Reputation: 16656
I have in class around 100 Regex
calls, every call cover different type of data in text protocol, but i have many files and based on analytics regex
took 88% of execution of my code.
Many this type of code:
{
Match m_said = Regex.Match(line, @"(.*) said,", RegexOptions.IgnoreCase);
if (m_said.Success)
{
string playername = ma.Groups[1].Value;
// some action
return true;
}
}
{
Match ma = Regex.Match(line, @"(.*) is connected", RegexOptions.IgnoreCase);
if (ma.Success)
{
string playername = ma.Groups[1].Value;
// some action
return true;
}
}
{
Match ma = Regex.Match(line, @"(.*): brings in for (.*)", RegexOptions.IgnoreCase);
if (ma.Success)
{
string playername = ma.Groups[1].Value;
long amount = Detect_Value(ma.Groups[2].Value, line);
// some action
return true;
}
}
Is any way to replace Regex
with some other faster solution?
Upvotes: 7
Views: 9247
Reputation: 5851
I don't know if you can re-use the expressions, or if the method is called multiple times, but if so you should precompile your regular expressions. Try this:
private static readonly Regex xmlRegex = new Regex("YOUR EXPRESSION", RegexOptions.Compiled);
In your sample, each time the method is used it 'compiles' the expression, but this is unneccesary as the expression is a const. Now it is precompiled this compiled only once. Disadvantage is that the first time you access the expression, it is a bit slower.
Upvotes: 2
Reputation: 336468
Aside from precompiling your regex, you could gain (probably much more) performance benefits by writing a more precise regex. In this respect, .*
is almost always a bad choice:
(.*) is connected
means: First match the entire string (that's the .*
part), then backtrack one character at a time until it's possible to match is connected
.
Now unless the string is very short or is connected
appears very close to the end of the string, that's a lot of backtracking which costs time.
So if you can refine what an allowed match is, you can improve performance.
For example, if only alphanumeric characters are allowed, then (\w+) is connected
will be good. If it's any kind of non-whitespace characters, then use (\S+) is connected
. Etc., depending on the rules for a valid match.

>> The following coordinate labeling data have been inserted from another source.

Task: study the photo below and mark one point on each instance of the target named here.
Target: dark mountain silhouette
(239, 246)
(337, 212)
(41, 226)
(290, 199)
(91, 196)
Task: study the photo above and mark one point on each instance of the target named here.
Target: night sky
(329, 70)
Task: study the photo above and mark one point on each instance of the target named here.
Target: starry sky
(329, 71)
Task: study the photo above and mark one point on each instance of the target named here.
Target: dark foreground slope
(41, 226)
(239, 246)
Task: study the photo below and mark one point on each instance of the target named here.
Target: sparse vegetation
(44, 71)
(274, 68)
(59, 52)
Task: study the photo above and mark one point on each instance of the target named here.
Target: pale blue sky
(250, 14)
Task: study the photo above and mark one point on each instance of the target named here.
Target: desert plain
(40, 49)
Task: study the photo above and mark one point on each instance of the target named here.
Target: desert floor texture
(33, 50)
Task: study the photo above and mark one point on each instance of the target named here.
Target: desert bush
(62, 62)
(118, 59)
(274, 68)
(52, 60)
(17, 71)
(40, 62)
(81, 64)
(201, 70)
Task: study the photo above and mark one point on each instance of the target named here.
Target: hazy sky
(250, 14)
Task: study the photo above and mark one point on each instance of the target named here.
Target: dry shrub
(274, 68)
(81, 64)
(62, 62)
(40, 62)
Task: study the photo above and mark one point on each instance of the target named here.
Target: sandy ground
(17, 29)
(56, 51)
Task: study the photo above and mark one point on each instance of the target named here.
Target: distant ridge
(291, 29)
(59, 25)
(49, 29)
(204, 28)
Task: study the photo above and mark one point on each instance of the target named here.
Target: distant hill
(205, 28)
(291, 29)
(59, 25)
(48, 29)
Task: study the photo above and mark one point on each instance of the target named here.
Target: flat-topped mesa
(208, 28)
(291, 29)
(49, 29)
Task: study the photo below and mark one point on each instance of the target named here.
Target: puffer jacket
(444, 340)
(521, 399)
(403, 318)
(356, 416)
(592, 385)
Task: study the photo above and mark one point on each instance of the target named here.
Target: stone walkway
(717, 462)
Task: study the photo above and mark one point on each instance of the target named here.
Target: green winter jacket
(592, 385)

In your concrete example, you don't appear to be doing anything with the captured match, so you could even drop regex altogether and just look for a fixed substring. Which method will be the fastest in the end depends a lot on your actual input and requirements.
Upvotes: 4
Reputation: 11465
For regexps that are tested in loop, it is often faster to precompile them outside of the loop and just test them inside of the loop.
You need to declare the different regexps first with their respective patterns and only call the Match()
with the text to test in a second step.
Upvotes: 8
Reputation: 3624
I know Regex can do a lot of things but here is a benchmark with Regex vs char.Split vs string.split
http://www.dotnetperls.com/split in the Benchmarks section
Upvotes: 1
Reputation: 10316
You could try compiling the Regex beforehand or consider combining all the individual Regex expressions into one (monster) Regex:
Match m_said = Regex.Match(line,
@"(.*) (said|(is connected)|...|...),",
RegexOptions.IgnoreCase);
You can then test the second capturing group to determine which type of match occurred.
Upvotes: 1